An example is when Donald Miller pointed out in one of his books that we in Western Christianity, especially in America, were consciously and subconsciously taught to read the Bible as a self-help book to help us achieve the corrupted "American Dream". However, I have learned that despite this upbringing, it is possible to do our best to avoid the selfish way of interpreting the text spiritually. It is possible to realize a lot of the bible is prose (story), and to realize what that means spiritually to us individually, as a world, as a culture, and as a group of imperfect beings trying to follow and love a perfect God. There are even many non Christians who read the bible as a book of stories, and while this may worry you, it can offer some of God's Truth.

Something a non-Christian would interpret in the Bible, as they read it as fictitious story instead of historical Truth, is that the miracles Christ performed weren't literal miracles--or in our case, just literal miracles. And what if that's true? What if they represented something else, something more, something spiritual? What if the real miracle that happened when Christ healed them, wasn't physical at all?

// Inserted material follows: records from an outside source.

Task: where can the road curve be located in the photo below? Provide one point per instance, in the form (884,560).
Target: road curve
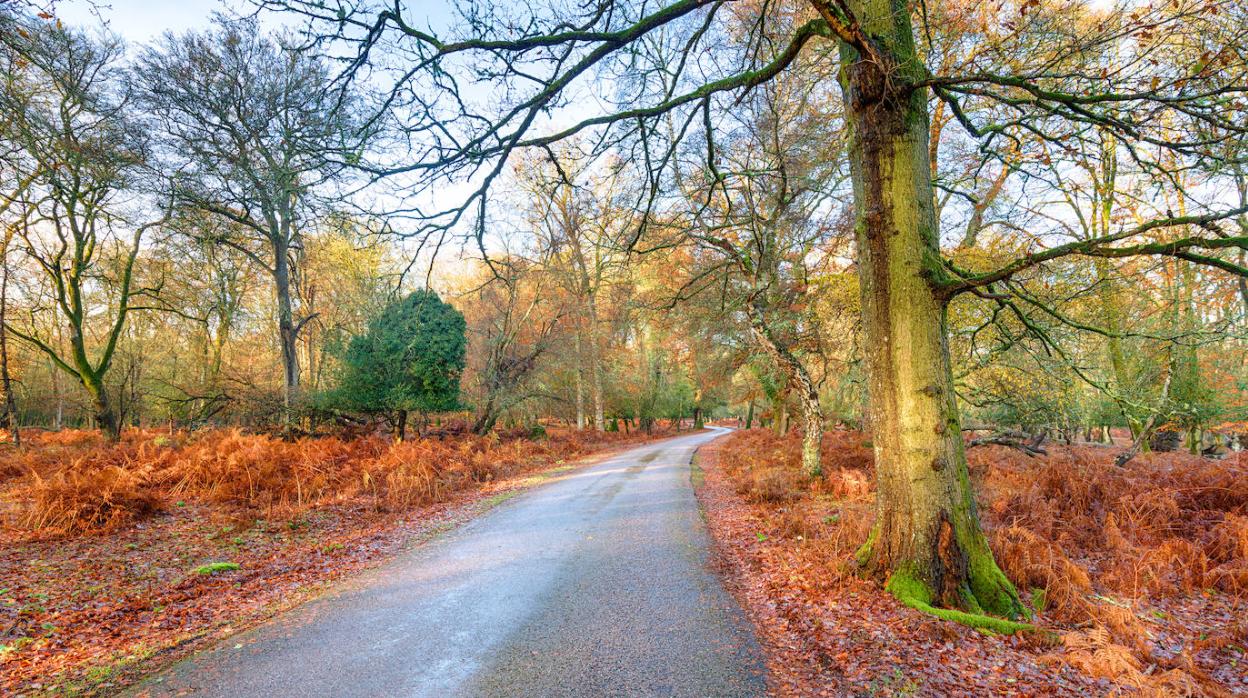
(593,584)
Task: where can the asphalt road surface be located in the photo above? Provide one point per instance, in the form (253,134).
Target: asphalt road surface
(593,584)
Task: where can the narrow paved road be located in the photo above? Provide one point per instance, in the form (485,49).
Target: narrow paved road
(593,584)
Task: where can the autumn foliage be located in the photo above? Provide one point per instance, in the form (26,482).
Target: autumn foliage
(102,547)
(1140,573)
(74,482)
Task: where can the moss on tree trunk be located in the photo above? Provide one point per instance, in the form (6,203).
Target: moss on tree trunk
(926,542)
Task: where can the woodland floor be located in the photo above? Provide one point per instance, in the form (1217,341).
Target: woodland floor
(87,612)
(1142,582)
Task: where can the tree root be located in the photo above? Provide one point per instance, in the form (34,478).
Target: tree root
(914,593)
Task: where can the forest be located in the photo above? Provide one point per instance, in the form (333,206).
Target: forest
(950,300)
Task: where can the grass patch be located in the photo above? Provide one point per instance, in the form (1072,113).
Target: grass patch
(216,567)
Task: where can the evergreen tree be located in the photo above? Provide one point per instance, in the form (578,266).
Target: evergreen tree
(411,358)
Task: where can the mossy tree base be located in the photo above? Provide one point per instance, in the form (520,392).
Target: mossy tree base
(916,594)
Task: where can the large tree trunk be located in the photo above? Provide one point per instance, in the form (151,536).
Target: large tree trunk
(926,540)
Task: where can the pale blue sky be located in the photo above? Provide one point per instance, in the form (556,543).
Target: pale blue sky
(142,20)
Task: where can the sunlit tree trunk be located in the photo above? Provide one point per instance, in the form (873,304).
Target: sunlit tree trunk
(580,382)
(926,540)
(10,402)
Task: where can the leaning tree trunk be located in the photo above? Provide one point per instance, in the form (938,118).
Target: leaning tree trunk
(926,540)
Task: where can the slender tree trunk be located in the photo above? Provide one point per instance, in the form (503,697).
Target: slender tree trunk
(808,393)
(580,382)
(105,416)
(401,426)
(926,540)
(10,402)
(286,332)
(595,361)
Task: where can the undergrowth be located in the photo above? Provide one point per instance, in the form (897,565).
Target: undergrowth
(1096,545)
(71,482)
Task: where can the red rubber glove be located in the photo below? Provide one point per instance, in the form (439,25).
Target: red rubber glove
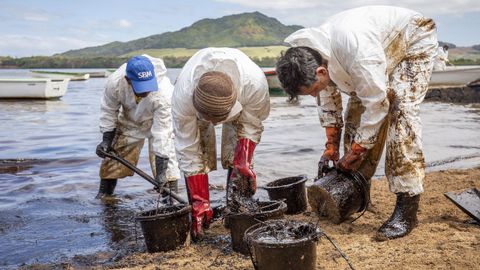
(331,152)
(242,166)
(199,197)
(352,160)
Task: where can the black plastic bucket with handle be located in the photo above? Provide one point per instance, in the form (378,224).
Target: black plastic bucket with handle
(165,228)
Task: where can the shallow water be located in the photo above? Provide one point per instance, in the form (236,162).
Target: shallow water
(47,208)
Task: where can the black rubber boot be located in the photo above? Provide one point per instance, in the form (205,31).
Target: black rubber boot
(172,186)
(226,210)
(107,186)
(403,219)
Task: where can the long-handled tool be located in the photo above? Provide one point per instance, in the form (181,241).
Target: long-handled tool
(147,177)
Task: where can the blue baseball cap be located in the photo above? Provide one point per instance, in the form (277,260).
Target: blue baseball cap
(141,74)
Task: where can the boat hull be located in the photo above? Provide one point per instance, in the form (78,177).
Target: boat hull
(33,88)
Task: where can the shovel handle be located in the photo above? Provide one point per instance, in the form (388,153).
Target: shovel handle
(147,177)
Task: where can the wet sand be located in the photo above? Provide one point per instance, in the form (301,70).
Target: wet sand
(443,239)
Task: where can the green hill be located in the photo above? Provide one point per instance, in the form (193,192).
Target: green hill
(240,30)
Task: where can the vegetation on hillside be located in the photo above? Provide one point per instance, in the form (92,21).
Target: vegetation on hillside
(240,30)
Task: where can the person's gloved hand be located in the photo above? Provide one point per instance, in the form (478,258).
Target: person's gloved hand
(331,152)
(106,144)
(352,160)
(242,166)
(199,198)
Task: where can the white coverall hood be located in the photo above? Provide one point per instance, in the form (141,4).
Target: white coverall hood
(251,108)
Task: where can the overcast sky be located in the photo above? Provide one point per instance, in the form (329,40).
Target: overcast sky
(45,27)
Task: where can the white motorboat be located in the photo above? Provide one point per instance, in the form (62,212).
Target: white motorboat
(41,88)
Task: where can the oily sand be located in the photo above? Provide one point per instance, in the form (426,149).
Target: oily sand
(443,240)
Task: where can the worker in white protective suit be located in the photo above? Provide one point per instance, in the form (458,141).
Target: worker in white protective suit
(136,104)
(441,59)
(381,57)
(217,86)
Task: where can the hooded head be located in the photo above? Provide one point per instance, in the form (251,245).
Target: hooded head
(215,96)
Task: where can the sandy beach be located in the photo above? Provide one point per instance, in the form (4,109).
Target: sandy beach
(443,240)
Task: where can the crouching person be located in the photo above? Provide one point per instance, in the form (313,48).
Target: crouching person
(136,105)
(217,86)
(381,57)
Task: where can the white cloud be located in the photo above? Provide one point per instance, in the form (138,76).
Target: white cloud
(124,23)
(20,45)
(312,9)
(36,17)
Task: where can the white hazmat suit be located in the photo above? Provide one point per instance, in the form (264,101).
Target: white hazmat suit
(382,58)
(195,138)
(150,118)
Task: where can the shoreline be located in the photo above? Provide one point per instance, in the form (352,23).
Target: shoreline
(443,238)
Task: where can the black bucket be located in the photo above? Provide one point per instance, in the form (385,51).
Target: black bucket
(292,190)
(283,244)
(165,228)
(239,223)
(338,195)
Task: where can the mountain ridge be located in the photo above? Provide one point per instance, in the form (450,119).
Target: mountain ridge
(237,30)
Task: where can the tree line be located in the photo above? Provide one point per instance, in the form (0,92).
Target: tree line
(114,62)
(98,62)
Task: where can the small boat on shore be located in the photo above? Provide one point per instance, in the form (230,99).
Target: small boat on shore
(33,88)
(73,76)
(453,76)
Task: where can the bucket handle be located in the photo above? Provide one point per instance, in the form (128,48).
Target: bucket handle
(249,243)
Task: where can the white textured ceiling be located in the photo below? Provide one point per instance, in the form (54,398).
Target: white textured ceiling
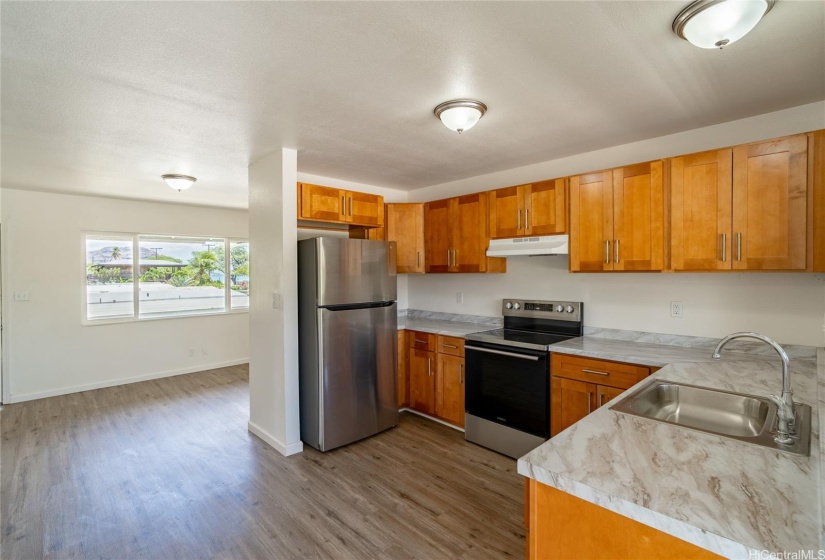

What if the miracle wasn't that they could physically walk again, but that they could walk in faith on God's path instead of their own?

What if instead of being healed of their physical blindness they were actually healed of their spiritual blindness?

What if instead of physically being raised from the dead, they were spiritually raised from the dead?

Now, I'm not discrediting the literal miracles that Christ performed. I actually believe He did do those things and still could and does do them now. I also believe that their culture, at that time, needed to see Him do those things so they could believe He was the Son of God. I am just asking you to look deeper.

I am just asking you to think about the Bible as a book of stories.

I am just asking you to ponder and pontificate over the spiritual meaning of those miracles. Could they symbolize something more? Could those physical miracles also be part of God's storytelling and story writing? Could God be trying to get us to realize something so much bigger than being physical healed happened those days? Could they be metaphors for an internal spiritual change as well?

And if they are, now, today, in our culture, where we don't have Christ walking around trying to show everyone He is the Son of God because we already have the stories of Him performing those miracles and that is the proof for our generations, could the actual miracles of our day be less something you see with your eyes, which already happened, and more something you see with your heart guided by the Holy Spirit?

And if so, if those are the miracles written in small letters of our time, the spiritual ones, isn't it about time someone wrote them down. It's about time someone started spreading the word around town of a man who can heal your heart and your soul?

All you need is to have faith--to believe and know He is indeed the Son of God, and you shall be healed.

The question now is, what needs healed?

What miracle are you waiting for?

What miracle do you need?

What miracle do you want?

What miracle is actually going to happen and which one should?

Just, please, try to remember, that your miracle should be "the story which is written across the whole world in letters too large for some to see."